If their amount in controversy is above $75,000, citizens of different states may invoke the jurisdiction of the federal courts to decide their dispute. But how do you determine the citizenship of a real estate investment trust (an “REIT”), which since the early 1990s has become an increasingly important form of business organization in the United States? That’s the question the Supreme Court answers here.
The Supreme Court has consistently said that unincorporated associations possess the citizenship of all of their “members.” And it has held that the members of a for-profit association (a partnership, for example) are those who have an ownership in the association. REITs formed under the law of Maryland—which has become the Delaware of REITs—have shareholders with ownership interests in the trust. Those shareholders would thus seem to be the “members” that determine the REIT’s citizenship.
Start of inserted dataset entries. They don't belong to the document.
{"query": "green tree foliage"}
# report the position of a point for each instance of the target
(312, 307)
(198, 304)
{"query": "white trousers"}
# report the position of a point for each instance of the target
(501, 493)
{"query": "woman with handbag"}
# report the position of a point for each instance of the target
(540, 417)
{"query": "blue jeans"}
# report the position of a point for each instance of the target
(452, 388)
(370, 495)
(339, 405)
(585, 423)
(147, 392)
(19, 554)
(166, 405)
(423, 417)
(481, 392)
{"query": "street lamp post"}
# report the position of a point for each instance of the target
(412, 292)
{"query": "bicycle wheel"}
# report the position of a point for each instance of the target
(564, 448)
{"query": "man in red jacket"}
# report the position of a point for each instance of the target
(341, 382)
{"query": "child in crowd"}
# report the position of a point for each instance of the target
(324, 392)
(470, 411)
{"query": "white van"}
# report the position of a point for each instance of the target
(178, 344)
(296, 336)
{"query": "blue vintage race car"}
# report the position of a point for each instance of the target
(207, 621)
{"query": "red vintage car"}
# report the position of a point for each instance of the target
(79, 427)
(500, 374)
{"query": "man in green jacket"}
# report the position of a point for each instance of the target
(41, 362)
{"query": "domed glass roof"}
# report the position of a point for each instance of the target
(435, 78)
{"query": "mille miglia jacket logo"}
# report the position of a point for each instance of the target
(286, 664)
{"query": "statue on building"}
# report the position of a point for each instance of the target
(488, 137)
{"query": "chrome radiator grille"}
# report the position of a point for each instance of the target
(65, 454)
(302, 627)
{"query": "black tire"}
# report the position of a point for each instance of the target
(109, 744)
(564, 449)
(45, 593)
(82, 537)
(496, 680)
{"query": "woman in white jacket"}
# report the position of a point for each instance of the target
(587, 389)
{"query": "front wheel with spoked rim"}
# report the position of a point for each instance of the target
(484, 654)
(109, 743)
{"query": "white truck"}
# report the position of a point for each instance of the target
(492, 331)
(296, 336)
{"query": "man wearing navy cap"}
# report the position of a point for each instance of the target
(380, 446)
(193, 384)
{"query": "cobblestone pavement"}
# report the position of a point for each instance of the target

On the other hand, when a trustee sues on behalf of a trust, the federal courts say that jurisdiction is determined by the trustee’s citizenship. So you might think that a similar rule applies to an REIT, which, after all, bears the name “trust.” As a unanimous Supreme Court points out, however, a common-law trust wasn’t traditionally treated as a separate legal entity—which means that courts had to look to the trustee’s citizenship. An REIT, by contrast, is a separate legal entity that can sue or be sued on its own behalf.
Hence, the normal rule for unincorporated associations applies to an REIT: Its citizenship is that of all of its members, which is to say, all of its shareholders. If Congress believes with some justice that an REIT resembles a corporation more than anything else, it may provide by legislation that federal courts must treat REITs as if they were corporations.